Hey! I've been working on a problem here for which I have found the four acceleration of a particle going in a circle with radius R to be

$$\underline{A} = -R\omega^2 \gamma^2 (0,\cos(\omega \gamma \tau), \sin(\omega \gamma \tau), 0)$$

and in going from this to find the proper acceleration I reasoned as follows: The four acceleration is valid in all inertial frames and in the instantaneous rest frame of the particle it self it will have a spatial four acceleration which is the proper acceleration of the particle, i.e

$$\underline{A} = (0, \vec a_0)$$
in the instantaneous particle.

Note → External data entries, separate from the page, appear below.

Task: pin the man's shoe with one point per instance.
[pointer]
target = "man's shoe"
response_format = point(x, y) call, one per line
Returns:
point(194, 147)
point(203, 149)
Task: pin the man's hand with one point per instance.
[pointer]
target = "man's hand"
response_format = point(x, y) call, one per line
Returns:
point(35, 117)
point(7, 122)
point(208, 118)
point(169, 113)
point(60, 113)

In this frame $\gamma$=1 so i reasoned that if i just sett $\gamma$=1 in the above expression I get the proper acceleration. I thus obtain

$$\vec a_0 = -\omega ^2 R(\cos(\omega \tau), \sin(\omega \tau),0)$$
which means that
$$a_0 = \omega^2 R.$$
but laboratory frame of the cyclotron
$$v = \omega R \ \ \ \ a = \frac{v^2}{R}$$
so that
$$a_0 = a$$
So this is clearly wrong.
However another line of reasoning would be to say that in the instantaneous rest frame of the particle
$$\underline{A} = (0, \vec a_0)$$
so the invariant norm is equal to

$$\vec a_0^2 = A_\mu A^\mu = (R\omega^2 \gamma^2)^2$$
such that
$$a_0 = R\omega^2 \gamma^2 = \gamma^2 a$$
Which is correct. So my question is, what is wrong about the first line of reasoning?

2. Jun 1, 2012

### center o bass

I think I spotted my error. The four acceleration is not valid in all inertial frames. One must transform it to another reference frame in order to use it there.

Last edited: Jun 1, 2012
3. Jun 1, 2012

### dimension10

Less than 5 minutes later you spotted your error? Ok.

4. Jun 1, 2012

### center o bass

Yes, i'm sorry. It is amazing how your subconsciousness works on the problem when you are trying to formulate it.